Hmm. Did I really ask that question? Did I really admit to writing a part two? If I could retract that question, would I? Yes, yes and yes. It’s a tough one to answer.
Actually it’s downright complicated.
But why? And what is the right response?
I am only speaking for myself here. I don’t like it when writers use words like “we”, “you”, and “us” and assume that we all feel the same way. Because we don’t. We have different and unique views—even on the topic of grace.
The church circles I have walked in throughout my life have mostly shaped my view of grace. I’ve formed my view based on what I’ve heard. Though I know the teaching has come from biblical truths, I know there is also a tremendous responsibility on me to study the Word for myself.
I don’t think I’ve figured this topic out completely. Maybe I never will. That bugs me. I like nice, neat answers that make sense and are easy to apply to daily life.

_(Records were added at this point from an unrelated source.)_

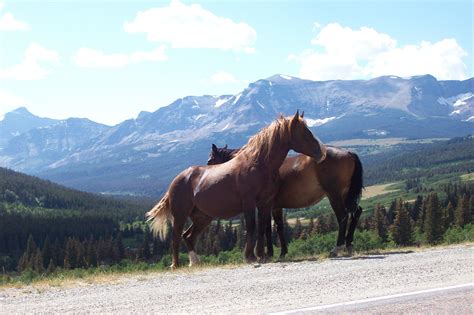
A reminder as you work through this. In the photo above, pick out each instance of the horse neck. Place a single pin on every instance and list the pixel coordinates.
(275, 157)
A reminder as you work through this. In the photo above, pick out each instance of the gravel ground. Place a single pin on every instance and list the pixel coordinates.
(254, 289)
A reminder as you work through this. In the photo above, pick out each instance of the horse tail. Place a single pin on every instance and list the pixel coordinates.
(159, 216)
(357, 184)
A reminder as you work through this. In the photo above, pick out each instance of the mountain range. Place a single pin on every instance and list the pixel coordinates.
(140, 156)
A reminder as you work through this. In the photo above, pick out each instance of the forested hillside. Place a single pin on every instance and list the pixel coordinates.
(46, 228)
(34, 192)
(420, 160)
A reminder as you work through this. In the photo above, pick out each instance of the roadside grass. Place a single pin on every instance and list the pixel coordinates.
(315, 247)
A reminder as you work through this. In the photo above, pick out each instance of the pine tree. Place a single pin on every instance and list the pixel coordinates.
(448, 215)
(310, 228)
(391, 212)
(119, 250)
(51, 267)
(421, 216)
(298, 229)
(331, 222)
(401, 228)
(38, 262)
(318, 226)
(145, 248)
(433, 226)
(46, 252)
(240, 233)
(471, 207)
(416, 208)
(380, 222)
(463, 213)
(287, 229)
(30, 247)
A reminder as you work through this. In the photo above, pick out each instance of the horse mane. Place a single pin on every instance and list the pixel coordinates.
(261, 144)
(227, 154)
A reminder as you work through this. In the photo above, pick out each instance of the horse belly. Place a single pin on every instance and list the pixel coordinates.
(218, 204)
(299, 193)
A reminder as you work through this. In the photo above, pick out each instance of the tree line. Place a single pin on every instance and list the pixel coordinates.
(42, 244)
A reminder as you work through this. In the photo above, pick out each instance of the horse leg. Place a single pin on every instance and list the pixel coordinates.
(268, 237)
(352, 227)
(200, 222)
(337, 205)
(249, 236)
(263, 218)
(277, 214)
(176, 242)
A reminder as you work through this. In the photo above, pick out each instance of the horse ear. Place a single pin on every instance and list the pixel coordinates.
(297, 115)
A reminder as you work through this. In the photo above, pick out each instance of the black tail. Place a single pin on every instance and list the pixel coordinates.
(357, 184)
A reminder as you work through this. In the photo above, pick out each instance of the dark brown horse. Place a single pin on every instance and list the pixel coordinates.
(248, 181)
(304, 182)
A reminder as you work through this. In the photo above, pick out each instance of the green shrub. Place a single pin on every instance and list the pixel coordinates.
(367, 240)
(314, 245)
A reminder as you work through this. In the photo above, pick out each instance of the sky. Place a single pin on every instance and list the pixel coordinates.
(110, 60)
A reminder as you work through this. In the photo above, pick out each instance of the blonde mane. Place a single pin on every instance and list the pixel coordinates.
(262, 143)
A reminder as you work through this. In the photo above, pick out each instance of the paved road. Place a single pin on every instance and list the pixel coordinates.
(269, 288)
(454, 299)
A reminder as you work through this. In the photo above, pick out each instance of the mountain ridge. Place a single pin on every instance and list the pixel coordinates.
(151, 148)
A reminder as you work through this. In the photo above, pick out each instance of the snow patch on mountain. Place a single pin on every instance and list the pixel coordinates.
(318, 122)
(237, 99)
(462, 98)
(220, 102)
(286, 77)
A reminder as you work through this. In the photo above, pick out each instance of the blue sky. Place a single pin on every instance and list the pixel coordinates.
(106, 61)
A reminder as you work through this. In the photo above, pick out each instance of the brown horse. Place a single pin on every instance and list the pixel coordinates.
(304, 182)
(248, 181)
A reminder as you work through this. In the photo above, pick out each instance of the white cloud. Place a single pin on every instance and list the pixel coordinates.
(9, 23)
(91, 58)
(191, 26)
(30, 68)
(345, 53)
(9, 101)
(223, 77)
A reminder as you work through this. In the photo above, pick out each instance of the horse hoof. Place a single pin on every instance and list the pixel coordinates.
(262, 260)
(250, 259)
(193, 259)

Since writing part one I’ve seen two well-known bloggers/authors/speakers write about this subject. One of them took a turn I never expected. Well, maybe I did expect it, but I didn’t expect him to go public with it. Someone else wrote an article who shares a similar church background as mine. She was uninvited to speak at a Christian church event because her views on grace and sin and who to love were a bit too radical for this more conservative crowd.
And it’s people like them that trip me up. I think I’ve got it figured out, and then I read something or hear something from leaders I respect, and all my thoughts send me back to square one to rethink. I guess that’s a good thing.
But sitting at square one this time, I figured something out. How I wish I could experience the kind of relationship Abraham, Moses and Joshua had with God. How I wish I could walk in the sandals of Peter or John who had Jesus right beside them for three years. But guess what? I do have someone who’s really amazing. I have the Holy Spirit.
If you love me, keep my commands. And I will ask the Father, and he will give you another advocate to help you and be with you forever— the Spirit of truth. The world cannot accept him, because it neither sees him nor knows him. But you know him, for he lives with you and will be in you. John 14:15-17
How beautiful is that? How simple is that? The Holy Spirit. The One who lives in me and reveals truth to me in every situation. The one who prompts me to extend grace; speak truth; love the difficult souls who need to be loved; write a blog post on a controversial subject; hold back from posting my opinion on social media; or to downright shut up when my words are punchy. I have access to that kind of truth in every moment.
So do you. (ooops, I mentioned “you.”)
It seems this topic of grace and love and how to apply this to sin is a popular topic in the church right now. I am still navigating through it. But as I do, I’m thankful I have the Spirit of Truth to guide me.
Anyone who loves me will obey my teaching. My Father will love them, and we will come to them and make our home with them. ~Jesus (John 14:23)
Thank you, Krista, for always stimulating my thinking. I love the Holy Spirit, too, who speaks truth to me each day, convicts me, comforts me and teaches me. MOM
Thank you Krista. I have really enjoyed “getting reacquainted” with you and Korri through your blogs. You are both great writers, and I respect your well-shared thoughts. Blessings!